UCA Epsom Artists’ Books collaboration with Epsom Public Library (Surrey Libraries)

UCA Epsom Library is collaborating with Epsom Public Library with Artist Books

UCA Epsom will be displaying their Artist Books at Epsom Public Library between April – May, and there will also be a talk from Graphic Design UCA Lecturer Mike Nicholson

This is a free but ticketed event. To book please see the Surrey Library webpage

Artist Book,  Common Senses, by Mike Nicholson

Artist Book, Common Senses, by Mike Nicholson

‘Artists’ books refers not to literature about artists nor to sculptures constructed from books but to works by visual artists that assume book form’.

‘An artists’ book may have images without words or narratives without images. It may assume sculptural form as a pop-up book or investigate the nature of the book format itself’. ‘Many artists working in other media turned to books as a form suited to expressing ideas too complex for a single painting, photograph or sculpture’.
Quote from Artspeak: a guide to contemporary ideas, movements and buzzwords.
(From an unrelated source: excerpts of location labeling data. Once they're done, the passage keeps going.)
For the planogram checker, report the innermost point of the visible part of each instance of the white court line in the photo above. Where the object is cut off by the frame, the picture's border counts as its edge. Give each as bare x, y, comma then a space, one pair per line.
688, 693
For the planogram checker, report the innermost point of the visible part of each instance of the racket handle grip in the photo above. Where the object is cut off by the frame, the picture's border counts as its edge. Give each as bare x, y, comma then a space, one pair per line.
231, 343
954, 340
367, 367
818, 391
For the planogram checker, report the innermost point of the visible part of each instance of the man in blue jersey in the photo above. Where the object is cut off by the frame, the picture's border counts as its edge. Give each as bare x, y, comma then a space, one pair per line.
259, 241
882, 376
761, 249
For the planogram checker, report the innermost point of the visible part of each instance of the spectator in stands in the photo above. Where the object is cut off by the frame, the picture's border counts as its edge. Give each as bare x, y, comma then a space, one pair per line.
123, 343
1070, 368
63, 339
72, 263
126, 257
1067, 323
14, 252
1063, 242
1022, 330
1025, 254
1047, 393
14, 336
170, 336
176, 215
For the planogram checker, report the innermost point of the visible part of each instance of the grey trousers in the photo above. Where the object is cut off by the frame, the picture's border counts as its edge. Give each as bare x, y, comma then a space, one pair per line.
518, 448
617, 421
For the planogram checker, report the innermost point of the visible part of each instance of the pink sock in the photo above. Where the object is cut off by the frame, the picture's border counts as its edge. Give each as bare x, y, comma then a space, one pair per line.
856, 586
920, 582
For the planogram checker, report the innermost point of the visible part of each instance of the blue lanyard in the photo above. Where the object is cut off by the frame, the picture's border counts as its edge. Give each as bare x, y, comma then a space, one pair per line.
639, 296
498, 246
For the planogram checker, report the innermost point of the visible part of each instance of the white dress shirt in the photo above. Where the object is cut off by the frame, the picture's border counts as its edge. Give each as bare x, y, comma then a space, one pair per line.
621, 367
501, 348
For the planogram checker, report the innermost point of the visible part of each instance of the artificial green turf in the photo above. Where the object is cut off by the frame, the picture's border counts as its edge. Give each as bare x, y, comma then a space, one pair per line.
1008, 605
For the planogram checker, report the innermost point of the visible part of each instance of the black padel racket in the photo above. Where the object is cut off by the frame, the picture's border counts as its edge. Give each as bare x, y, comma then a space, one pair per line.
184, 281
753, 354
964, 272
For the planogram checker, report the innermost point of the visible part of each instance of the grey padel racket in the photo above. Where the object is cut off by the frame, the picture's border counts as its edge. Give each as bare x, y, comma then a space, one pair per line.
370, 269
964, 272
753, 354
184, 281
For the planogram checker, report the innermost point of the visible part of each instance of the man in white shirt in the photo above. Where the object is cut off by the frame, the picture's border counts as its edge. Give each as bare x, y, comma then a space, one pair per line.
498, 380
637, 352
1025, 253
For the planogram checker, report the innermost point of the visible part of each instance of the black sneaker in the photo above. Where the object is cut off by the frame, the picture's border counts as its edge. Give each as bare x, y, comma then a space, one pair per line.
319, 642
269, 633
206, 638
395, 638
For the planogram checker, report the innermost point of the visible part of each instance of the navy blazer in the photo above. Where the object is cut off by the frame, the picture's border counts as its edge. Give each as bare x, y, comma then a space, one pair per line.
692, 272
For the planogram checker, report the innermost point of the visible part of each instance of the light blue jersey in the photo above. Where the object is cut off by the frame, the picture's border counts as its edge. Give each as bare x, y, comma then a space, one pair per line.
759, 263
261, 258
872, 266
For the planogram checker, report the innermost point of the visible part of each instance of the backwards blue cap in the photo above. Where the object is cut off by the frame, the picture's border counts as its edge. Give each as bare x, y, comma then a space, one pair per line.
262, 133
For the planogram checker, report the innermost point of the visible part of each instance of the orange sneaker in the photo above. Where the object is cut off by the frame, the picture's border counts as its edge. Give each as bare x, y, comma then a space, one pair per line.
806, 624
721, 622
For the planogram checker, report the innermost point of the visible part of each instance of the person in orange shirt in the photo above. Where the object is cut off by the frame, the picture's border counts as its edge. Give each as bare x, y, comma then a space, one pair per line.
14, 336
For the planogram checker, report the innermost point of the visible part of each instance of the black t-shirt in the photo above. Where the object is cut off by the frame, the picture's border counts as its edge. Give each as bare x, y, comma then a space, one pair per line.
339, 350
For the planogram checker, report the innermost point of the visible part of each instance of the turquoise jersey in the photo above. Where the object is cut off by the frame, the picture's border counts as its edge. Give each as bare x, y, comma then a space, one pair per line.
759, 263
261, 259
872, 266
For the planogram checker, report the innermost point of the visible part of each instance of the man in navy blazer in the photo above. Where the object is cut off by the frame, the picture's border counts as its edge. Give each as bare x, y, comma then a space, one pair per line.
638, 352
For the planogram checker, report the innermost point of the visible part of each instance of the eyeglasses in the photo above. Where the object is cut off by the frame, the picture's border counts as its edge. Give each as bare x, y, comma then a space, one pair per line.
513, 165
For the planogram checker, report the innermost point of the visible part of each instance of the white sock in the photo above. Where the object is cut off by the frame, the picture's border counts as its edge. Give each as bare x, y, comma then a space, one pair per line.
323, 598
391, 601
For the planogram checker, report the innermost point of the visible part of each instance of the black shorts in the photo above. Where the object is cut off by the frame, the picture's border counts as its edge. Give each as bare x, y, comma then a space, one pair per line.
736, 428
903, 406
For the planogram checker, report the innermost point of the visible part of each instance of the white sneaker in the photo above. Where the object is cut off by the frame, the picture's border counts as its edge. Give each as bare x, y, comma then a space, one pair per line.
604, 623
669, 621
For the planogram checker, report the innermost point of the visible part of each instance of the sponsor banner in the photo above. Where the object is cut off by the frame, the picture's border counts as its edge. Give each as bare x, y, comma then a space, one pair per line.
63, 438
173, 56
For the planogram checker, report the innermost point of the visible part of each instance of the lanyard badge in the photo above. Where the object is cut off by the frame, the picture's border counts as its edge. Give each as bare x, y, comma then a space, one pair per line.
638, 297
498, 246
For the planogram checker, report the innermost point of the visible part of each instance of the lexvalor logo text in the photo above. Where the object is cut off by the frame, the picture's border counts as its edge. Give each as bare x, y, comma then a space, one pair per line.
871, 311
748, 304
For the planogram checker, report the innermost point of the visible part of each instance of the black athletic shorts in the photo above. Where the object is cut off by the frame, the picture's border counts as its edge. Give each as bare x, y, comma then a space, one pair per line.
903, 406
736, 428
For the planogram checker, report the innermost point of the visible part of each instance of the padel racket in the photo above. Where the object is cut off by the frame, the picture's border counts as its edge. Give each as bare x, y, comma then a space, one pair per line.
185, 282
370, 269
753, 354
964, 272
This display is a selection of artists’ books from the University for the Creative Art’s library at the Epsom campus featuring books published by Four Corners Books, Weproductions, Book Works, Upper Playground, Analogue Books and includes self-published books. So far the collection spans 1987 to the present day.

The collection includes the award winning Illiers Combray by Helen Douglas and Zoe Irvine, and the wonderfully titled Three Songs and a Camper Van by John Bently (Liver and Lights No.36)

Of particular note is the Four Corners Books edition of Dracula with its yellow clothbound cover echoing the first UK edition – the designer, John Morgan utilized particular typefaces to denote diary entries, letters and newspaper cuttings to reinforce the different layers of storytelling.

The collection is intended to demonstrate the diverse and creative nature of artists’ books from the colour photocopied zine to fine laser cut work, to the lavishly produced. All have a unique view of the world and the information they represent. The collection is open to the public for reference use.